Qwen Plus 2025 07 28's response to the 'Estimate Complexity' challenge.

Qwen Plus 0728
September 12, 2025
Text

?
Prompt

Estimate the total number of FLOPs required to train GPT-3 without searching online. Explain your reasoning step by step.

Qwen Plus 0728
Response

qwen-plus-2025-07-28 logo
Qwen Plus 0728Estimate Complexity
qwen-plus-2025-07-28 logo
Qwen Plus 0728

To estimate the total number of floating-point operations (FLOPs) required to train GPT-3, we can use a widely adopted approximation based on the model size, the number of training tokens, and the architecture of transformer-based models. We’ll do this without looking up specific values, relying only on known public disclosures and reasonable assumptions.

Step 1: Understand the scaling law for training FLOPs

For transformer models, a well-known approximation for the total training FLOPs is:

[ \text{Total FLOPs} \approx 6 \times N \times D ]

Where:

  • ( N ) = number of parameters in the model
  • ( D ) = number of training tokens

The factor of 6 comes from empirical analysis that accounts for the computational cost of forward pass, backward pass, and parameter updates.
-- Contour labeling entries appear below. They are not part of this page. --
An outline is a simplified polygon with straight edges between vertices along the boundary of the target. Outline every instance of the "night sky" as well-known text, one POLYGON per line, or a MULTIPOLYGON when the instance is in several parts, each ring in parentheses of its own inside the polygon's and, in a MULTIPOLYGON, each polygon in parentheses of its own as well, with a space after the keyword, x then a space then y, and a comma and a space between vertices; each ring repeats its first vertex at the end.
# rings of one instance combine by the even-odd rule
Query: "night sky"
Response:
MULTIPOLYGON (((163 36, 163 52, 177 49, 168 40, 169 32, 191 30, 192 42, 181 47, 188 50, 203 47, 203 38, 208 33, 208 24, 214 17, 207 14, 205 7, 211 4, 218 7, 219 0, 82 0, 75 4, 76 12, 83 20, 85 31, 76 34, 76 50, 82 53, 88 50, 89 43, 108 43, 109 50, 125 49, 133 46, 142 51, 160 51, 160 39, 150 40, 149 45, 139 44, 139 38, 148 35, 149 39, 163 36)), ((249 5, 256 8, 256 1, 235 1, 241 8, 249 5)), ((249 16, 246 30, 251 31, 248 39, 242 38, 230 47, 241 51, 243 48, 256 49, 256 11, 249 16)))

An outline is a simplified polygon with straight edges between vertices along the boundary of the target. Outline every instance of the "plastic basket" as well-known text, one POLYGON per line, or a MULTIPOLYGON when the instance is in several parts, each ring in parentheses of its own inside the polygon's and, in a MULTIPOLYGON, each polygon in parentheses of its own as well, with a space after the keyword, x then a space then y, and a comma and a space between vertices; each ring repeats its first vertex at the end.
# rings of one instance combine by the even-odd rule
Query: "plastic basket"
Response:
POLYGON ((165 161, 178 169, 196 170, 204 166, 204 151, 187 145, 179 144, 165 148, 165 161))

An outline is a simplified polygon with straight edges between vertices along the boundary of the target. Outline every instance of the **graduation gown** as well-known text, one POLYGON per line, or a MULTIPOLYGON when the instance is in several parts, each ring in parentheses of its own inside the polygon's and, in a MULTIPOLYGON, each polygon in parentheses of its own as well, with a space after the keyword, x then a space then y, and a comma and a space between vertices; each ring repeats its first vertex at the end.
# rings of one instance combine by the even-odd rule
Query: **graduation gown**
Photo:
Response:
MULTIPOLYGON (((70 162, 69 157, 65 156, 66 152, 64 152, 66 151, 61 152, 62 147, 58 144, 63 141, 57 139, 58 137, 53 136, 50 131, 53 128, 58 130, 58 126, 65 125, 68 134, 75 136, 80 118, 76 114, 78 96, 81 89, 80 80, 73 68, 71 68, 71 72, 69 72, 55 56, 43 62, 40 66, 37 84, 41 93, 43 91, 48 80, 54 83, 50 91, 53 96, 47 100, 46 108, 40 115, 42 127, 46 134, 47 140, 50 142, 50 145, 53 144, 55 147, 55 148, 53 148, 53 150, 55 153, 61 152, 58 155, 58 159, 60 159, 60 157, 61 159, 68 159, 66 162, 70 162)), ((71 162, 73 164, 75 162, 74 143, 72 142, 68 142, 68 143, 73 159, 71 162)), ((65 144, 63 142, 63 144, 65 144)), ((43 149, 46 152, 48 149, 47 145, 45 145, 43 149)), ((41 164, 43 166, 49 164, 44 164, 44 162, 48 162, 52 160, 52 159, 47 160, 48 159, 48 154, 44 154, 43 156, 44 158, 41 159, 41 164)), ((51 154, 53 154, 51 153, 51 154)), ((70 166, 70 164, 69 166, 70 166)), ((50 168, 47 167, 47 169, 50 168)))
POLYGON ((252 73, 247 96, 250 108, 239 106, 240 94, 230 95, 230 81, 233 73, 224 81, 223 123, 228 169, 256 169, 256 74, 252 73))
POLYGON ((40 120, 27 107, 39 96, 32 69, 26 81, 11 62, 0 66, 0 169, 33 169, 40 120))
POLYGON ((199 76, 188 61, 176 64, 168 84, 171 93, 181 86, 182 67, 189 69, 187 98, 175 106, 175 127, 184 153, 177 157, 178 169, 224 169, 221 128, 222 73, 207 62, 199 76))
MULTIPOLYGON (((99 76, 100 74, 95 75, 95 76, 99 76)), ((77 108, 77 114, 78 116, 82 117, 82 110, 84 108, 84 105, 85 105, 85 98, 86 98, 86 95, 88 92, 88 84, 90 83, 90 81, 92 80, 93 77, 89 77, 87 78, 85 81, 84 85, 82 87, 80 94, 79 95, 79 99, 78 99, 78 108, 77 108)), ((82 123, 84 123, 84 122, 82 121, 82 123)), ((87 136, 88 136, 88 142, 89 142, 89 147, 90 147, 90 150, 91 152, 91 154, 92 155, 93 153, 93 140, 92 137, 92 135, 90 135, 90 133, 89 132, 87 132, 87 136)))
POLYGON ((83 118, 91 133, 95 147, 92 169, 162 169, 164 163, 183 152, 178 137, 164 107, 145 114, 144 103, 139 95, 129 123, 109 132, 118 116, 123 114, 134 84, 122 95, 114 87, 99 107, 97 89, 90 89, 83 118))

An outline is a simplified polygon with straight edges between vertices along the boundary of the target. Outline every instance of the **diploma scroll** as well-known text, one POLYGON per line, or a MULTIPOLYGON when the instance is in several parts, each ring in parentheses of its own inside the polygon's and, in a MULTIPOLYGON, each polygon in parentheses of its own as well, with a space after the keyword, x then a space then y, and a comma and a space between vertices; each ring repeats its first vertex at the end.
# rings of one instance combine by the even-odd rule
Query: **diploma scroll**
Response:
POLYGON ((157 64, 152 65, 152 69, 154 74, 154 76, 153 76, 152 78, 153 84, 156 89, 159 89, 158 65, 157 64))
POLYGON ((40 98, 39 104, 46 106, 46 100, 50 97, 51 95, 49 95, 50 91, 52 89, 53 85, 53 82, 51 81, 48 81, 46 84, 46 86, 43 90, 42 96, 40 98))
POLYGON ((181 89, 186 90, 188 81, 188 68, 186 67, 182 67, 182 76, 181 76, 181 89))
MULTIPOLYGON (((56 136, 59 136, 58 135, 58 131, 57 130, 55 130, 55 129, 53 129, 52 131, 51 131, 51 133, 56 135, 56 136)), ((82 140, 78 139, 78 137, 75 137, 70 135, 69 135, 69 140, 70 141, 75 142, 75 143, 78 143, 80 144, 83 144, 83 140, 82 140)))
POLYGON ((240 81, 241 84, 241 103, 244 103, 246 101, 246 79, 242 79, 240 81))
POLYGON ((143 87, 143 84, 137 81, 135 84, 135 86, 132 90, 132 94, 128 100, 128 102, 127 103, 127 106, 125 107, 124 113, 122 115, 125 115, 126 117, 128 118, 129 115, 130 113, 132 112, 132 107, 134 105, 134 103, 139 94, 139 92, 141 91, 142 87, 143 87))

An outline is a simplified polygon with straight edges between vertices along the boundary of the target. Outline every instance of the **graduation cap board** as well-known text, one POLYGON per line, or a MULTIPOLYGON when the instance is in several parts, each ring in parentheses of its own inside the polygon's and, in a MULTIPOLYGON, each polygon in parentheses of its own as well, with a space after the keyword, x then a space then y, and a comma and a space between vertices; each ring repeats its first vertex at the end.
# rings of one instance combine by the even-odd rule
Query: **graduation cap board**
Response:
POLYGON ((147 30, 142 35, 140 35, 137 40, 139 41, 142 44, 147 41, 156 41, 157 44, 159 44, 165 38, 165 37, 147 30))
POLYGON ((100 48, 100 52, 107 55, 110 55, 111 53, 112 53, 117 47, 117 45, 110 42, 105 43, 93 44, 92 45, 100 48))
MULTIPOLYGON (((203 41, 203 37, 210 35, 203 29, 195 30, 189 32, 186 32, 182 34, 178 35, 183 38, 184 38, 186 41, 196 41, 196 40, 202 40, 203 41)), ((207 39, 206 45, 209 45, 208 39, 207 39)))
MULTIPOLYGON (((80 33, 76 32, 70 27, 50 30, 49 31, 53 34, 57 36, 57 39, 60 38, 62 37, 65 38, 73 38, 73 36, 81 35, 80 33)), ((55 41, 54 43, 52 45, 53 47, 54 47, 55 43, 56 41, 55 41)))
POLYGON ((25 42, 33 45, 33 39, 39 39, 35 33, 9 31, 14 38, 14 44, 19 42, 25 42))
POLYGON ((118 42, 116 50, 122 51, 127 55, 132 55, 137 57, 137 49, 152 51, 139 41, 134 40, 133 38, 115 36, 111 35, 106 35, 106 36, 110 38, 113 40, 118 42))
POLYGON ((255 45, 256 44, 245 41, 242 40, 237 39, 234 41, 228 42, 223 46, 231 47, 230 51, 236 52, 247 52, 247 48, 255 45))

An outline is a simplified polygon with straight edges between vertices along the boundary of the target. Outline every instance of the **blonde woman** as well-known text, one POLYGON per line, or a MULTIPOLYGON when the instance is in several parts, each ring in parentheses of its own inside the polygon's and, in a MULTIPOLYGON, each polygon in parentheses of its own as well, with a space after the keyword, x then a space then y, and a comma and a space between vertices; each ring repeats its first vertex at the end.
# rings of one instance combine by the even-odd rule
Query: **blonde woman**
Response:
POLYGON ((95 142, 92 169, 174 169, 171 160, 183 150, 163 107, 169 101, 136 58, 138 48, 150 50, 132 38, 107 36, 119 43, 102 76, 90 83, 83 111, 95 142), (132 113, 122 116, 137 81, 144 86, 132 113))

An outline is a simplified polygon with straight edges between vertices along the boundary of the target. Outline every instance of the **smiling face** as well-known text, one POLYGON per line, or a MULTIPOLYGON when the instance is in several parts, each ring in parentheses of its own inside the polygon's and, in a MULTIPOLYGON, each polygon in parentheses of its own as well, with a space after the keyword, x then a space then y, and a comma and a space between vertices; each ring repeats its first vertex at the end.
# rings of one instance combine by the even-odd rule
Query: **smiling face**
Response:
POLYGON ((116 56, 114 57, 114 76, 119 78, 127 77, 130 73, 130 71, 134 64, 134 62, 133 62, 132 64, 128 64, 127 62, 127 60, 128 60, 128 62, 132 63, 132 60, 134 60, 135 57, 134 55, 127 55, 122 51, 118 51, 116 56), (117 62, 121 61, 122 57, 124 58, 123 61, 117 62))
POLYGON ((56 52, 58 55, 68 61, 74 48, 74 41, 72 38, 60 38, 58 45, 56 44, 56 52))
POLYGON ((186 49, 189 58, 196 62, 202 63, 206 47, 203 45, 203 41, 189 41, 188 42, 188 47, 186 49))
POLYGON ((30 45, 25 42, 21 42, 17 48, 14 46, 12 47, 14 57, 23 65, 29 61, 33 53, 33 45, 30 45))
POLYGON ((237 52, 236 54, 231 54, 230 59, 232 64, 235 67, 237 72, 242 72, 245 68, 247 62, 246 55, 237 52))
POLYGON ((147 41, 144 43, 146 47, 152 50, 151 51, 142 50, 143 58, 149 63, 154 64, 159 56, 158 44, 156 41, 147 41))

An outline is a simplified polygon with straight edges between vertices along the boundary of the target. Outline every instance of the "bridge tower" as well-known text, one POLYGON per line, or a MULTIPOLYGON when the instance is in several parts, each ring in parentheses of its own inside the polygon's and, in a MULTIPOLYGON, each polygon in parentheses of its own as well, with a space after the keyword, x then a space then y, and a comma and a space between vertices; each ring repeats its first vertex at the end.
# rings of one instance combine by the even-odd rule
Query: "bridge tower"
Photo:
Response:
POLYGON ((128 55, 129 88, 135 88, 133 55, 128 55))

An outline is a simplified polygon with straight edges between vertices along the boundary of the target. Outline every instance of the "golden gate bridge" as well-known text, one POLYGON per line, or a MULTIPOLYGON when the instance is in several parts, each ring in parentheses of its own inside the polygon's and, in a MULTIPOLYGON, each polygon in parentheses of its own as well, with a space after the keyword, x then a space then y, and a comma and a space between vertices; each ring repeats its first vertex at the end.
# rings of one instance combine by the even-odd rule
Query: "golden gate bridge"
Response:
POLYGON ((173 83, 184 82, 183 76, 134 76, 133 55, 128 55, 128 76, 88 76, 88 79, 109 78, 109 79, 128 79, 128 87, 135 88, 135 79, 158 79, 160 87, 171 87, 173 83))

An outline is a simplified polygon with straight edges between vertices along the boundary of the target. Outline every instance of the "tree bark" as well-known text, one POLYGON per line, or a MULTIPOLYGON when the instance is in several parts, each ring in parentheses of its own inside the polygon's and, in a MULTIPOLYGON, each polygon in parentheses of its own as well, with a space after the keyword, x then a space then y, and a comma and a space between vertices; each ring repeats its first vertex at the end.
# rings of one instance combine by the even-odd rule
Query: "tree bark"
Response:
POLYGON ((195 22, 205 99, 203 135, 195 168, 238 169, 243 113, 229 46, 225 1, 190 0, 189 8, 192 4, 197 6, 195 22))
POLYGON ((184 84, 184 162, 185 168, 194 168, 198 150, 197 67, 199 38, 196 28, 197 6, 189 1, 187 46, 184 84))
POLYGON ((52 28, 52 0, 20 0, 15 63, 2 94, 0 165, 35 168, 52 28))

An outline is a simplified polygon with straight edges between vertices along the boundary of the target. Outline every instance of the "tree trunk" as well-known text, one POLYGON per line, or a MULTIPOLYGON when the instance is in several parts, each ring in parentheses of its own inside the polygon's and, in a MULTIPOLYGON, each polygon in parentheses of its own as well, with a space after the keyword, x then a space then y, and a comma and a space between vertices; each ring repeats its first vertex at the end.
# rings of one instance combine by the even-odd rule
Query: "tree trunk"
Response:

Specifically:

  • Forward pass: ~2N FLOPs per token
  • Backward pass: ~2N FLOPs per token (similar to forward)
  • Optimizer step (e.g., Adam): ~2N FLOPs per token (e.g., gradient updates, momentum, etc.)

So total is roughly 6N FLOPs per token, hence:

[ \text{Total FLOPs} \approx 6 \times N \times D ]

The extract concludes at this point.